South China Morning Post reports that an employee of the Zunyi, Guizhou province located company posted a video of the beatings of staff members on the Chinese social media site, Weibo last week. The video depicts a shirtless man being whipped by a belt, while others are forced to watch and drink what is believed to be urine from cups.

Other Disturbing Abuses

The video, which accrued over 540,000 views as of Monday; prior to being deleted, captured employees being forced to stand in a circle and share cups of urine while watching the middle-aged man receive a severe beating.

Employees of the Guizhou leaked text messages to media outlets containing evidence of other abuses pressed upon them by their management:

If the sales goal has not been met by the end of this month, the team leader will have to eat three cockroaches for each failed sale.

Other reported text messages from management include admissions to forced “drinking vinegar or toilet water, selling condoms and sanitary pads on the street, and having their head shaved.”

The managers are receiving light sentences for their civil rights abuses, two of which seemingly were only jailed for ten days — while the third was sentenced to five days.

Little Recourse For Chinese Staff Workers

The managers are receiving light sentences for their civil rights abuses, two of which seemingly were only jailed for ten days — while the third was sentenced to five days.

Throughout China, reports of worker unrest have increased as more cases of civil rights, and labor violations have come to the forefront. Apple, Amazon and Samsung supplier HEG Technology have each been accused of having child labor practices, unpaid overtime, and refusing to pay employees living wages, according to China Labour Watch (CLW). From a December 2014 report:

China Labor Watch (CLW) has collected additional evidence to support the allegations that child workers and student workers from the Chengdu Urban Construction Vocational School in Sichuan Province were employed at Samsung supplier factory HEG Technology this year under exploitative working conditions. Evidence that includes recordings of direct interviews with the young workers demonstrates that they labored for 10 hours per day, sometimes without a single rest day in a week, and were not paid all of their wages.

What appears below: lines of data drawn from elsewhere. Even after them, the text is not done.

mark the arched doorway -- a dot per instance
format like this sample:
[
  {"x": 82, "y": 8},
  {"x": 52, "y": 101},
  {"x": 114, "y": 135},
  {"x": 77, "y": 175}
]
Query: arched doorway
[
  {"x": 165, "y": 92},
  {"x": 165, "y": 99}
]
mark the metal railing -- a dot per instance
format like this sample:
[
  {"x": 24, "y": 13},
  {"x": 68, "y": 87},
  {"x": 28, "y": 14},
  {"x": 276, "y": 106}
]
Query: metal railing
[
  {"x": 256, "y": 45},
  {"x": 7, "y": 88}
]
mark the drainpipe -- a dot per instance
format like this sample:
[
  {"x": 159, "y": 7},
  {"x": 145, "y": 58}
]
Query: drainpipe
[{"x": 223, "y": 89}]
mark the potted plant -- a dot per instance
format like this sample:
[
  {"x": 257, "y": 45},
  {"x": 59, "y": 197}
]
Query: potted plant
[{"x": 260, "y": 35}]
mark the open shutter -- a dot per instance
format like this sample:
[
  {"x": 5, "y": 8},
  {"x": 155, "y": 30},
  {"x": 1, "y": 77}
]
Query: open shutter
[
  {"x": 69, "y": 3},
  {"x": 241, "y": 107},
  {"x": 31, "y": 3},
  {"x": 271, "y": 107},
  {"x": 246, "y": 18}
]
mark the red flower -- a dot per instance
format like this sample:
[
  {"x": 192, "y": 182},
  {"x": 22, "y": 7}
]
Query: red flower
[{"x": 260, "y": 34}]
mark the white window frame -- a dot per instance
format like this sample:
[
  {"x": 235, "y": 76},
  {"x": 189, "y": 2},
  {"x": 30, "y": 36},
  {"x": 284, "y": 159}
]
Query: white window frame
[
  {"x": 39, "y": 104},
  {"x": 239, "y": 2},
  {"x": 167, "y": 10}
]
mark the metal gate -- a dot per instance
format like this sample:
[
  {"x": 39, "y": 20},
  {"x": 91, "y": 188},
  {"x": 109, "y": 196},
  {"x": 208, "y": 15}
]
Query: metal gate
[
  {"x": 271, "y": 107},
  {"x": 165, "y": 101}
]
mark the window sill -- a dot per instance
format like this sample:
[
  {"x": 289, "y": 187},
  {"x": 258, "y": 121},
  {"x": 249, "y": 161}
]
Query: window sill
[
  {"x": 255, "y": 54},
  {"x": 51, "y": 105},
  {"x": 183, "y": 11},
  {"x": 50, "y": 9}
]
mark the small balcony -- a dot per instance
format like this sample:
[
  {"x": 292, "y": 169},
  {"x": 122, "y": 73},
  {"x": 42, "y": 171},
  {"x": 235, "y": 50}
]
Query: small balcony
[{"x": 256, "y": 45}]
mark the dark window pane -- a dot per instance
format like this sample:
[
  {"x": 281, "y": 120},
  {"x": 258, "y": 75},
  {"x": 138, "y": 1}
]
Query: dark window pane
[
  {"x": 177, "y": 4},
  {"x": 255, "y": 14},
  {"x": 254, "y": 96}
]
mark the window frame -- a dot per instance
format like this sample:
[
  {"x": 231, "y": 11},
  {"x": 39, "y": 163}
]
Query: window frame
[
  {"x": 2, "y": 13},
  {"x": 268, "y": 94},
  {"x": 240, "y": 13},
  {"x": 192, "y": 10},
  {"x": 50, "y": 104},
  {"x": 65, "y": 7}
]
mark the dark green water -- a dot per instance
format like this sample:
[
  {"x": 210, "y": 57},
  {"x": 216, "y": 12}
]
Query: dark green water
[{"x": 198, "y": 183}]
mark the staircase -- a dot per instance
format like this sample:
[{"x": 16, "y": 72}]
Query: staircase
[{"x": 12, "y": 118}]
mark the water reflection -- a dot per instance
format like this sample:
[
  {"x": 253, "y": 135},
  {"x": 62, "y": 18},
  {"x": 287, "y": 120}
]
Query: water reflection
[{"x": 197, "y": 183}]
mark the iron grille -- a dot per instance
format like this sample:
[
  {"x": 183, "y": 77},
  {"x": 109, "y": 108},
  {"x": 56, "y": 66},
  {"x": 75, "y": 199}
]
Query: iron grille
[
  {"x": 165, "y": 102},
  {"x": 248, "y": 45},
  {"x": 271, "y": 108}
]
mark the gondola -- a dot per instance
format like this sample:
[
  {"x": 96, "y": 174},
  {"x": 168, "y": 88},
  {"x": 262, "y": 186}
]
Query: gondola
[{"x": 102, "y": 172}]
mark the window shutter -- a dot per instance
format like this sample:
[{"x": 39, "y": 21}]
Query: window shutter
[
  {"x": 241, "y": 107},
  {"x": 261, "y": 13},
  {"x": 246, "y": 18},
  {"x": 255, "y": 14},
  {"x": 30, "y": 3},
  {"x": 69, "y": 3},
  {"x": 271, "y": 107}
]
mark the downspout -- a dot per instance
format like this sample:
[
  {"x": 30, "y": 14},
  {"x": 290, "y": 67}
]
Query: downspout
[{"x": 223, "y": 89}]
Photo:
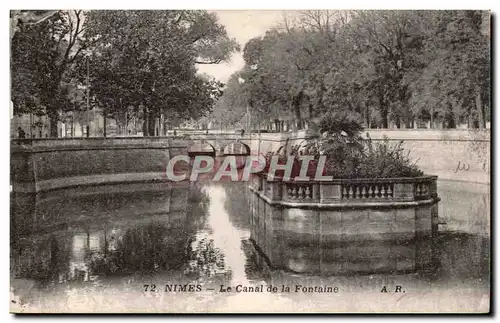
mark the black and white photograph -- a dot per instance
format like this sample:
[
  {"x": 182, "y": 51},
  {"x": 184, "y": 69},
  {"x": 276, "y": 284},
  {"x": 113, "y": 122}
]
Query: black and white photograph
[{"x": 250, "y": 161}]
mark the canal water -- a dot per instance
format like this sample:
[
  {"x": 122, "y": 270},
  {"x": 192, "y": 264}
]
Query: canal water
[{"x": 162, "y": 248}]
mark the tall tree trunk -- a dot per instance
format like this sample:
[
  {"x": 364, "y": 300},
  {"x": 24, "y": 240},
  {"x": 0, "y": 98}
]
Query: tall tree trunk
[
  {"x": 297, "y": 100},
  {"x": 53, "y": 126},
  {"x": 479, "y": 107},
  {"x": 145, "y": 124},
  {"x": 104, "y": 123},
  {"x": 384, "y": 111},
  {"x": 151, "y": 124}
]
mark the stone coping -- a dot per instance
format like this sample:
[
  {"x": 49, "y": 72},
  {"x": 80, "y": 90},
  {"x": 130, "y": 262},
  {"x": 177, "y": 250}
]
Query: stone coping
[{"x": 419, "y": 179}]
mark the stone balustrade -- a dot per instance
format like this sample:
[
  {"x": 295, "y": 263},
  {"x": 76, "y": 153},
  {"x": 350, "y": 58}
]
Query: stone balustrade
[{"x": 346, "y": 192}]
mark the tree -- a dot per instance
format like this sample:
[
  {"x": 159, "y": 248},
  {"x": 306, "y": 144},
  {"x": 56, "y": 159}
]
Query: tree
[
  {"x": 41, "y": 56},
  {"x": 147, "y": 59}
]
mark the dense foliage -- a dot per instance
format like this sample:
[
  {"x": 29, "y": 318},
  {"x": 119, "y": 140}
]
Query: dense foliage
[
  {"x": 138, "y": 63},
  {"x": 390, "y": 67},
  {"x": 348, "y": 155}
]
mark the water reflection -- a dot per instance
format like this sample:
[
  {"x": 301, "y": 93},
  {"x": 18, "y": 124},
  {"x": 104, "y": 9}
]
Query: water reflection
[{"x": 101, "y": 248}]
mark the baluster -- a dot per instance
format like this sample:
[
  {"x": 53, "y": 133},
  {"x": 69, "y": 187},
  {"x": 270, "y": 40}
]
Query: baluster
[
  {"x": 391, "y": 190},
  {"x": 425, "y": 189},
  {"x": 308, "y": 192}
]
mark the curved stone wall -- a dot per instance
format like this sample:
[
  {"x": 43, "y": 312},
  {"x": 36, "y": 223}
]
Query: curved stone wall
[{"x": 346, "y": 234}]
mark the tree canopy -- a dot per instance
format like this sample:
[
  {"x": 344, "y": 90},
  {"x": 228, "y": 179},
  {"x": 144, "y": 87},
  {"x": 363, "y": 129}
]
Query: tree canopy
[{"x": 389, "y": 67}]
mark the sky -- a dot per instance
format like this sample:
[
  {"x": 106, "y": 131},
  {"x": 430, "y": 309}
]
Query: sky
[{"x": 242, "y": 25}]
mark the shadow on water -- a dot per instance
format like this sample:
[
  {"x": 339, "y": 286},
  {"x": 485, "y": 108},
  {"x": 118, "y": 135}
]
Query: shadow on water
[{"x": 196, "y": 234}]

From later in the brief, “On August 21 [2014], CLW provided lists to Samsung of 117 student workers and 14 child workers who were employed at HEG. A number of child workers on the lists worked on a Samsung production line called the Production Second Assembly Storage Group (D3),” while HEG sued CLW for defamation, there have been multiple complaints of the sort against the company and throughout China.

Beijing currently bans all labor organizing, trade unions, and prohibits workers from going on strike — making it difficult for the Chinese working class to fight inhumane abuses.